Kebutuhan yang hadir setelah perubahan demi perubahan dalam sejarah Republik ini membawa kita pada pertaruhan bahwa perubahan, yang tidak mungkin tidak, membutuhkan basis ideologi yang jelas dan kuat.
Partai NasDem menawarkan Nasionalisme dan Demokrasi sebagai basis ideologi bagi perubahan yang kita butuhkan itu. Bahkan, dalam ujian pergolakan politik bangsa ini di hari-hari yang menyertai kelahiran dan pertumbuhan awal partai ini, partai NasDem menjadikan Nasionalisme dan Demokrasi sebagai ideologi bagi perubahan itu sendiri.

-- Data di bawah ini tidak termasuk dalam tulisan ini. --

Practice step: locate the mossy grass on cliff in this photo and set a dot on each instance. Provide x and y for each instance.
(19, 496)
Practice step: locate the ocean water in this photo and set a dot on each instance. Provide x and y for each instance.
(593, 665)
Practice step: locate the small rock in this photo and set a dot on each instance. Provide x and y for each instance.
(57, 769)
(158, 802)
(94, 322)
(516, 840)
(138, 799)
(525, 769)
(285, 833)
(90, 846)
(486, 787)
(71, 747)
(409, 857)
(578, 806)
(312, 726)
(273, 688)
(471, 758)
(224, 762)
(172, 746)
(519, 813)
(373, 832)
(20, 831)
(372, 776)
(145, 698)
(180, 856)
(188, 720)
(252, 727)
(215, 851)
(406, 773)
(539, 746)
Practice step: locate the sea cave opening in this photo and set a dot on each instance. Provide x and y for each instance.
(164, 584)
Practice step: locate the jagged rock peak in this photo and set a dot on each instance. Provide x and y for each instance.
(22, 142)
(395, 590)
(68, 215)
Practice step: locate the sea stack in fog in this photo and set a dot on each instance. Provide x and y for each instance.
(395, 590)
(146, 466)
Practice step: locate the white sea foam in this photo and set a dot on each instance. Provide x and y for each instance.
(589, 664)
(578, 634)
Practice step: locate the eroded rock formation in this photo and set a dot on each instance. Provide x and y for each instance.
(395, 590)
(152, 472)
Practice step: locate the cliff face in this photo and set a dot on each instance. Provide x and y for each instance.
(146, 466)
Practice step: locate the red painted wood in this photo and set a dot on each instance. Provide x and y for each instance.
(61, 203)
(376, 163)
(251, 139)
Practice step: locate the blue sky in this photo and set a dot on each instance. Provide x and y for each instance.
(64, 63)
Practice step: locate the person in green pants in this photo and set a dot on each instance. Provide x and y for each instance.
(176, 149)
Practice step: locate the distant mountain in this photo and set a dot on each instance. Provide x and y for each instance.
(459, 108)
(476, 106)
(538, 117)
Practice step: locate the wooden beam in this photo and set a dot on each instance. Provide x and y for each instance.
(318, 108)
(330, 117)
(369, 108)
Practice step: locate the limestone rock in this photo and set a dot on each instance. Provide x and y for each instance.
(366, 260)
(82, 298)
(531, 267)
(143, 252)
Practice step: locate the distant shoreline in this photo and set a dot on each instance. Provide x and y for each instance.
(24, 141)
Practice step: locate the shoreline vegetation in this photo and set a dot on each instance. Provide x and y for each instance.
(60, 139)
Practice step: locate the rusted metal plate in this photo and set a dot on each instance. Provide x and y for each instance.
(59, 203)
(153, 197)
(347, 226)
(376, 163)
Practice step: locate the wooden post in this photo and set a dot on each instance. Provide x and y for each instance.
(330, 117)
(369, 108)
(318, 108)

Artinya, perubahan bukan hanya merupakan bagian penting dari dinamika bangsa (penanda bagi Nasionalisme) dalam sebuah negara yang menjadikan rakyat berdasar hukum sebagai pemegang kedaulatan tertinggi (penanda bagi Demokrasi), tapi juga merupakan kebutuhan bagi eksistensi negara-bangsa itu sendiri.
Nasional Demokrasi, dalam logika ini, adalah apa yang dalam sejarah dikenal sebagai Republik bagi sebuah komunitas negara-bangsa. Sebuah ketetapan yang bersifat ideologis untuk mengembalikan politik menjadi urusan publik, menjadi res publica. Berada di tingkat sebenarnya dari urusan kedaulatan (soveregnty), bukan semata urusan kekuasaan (power).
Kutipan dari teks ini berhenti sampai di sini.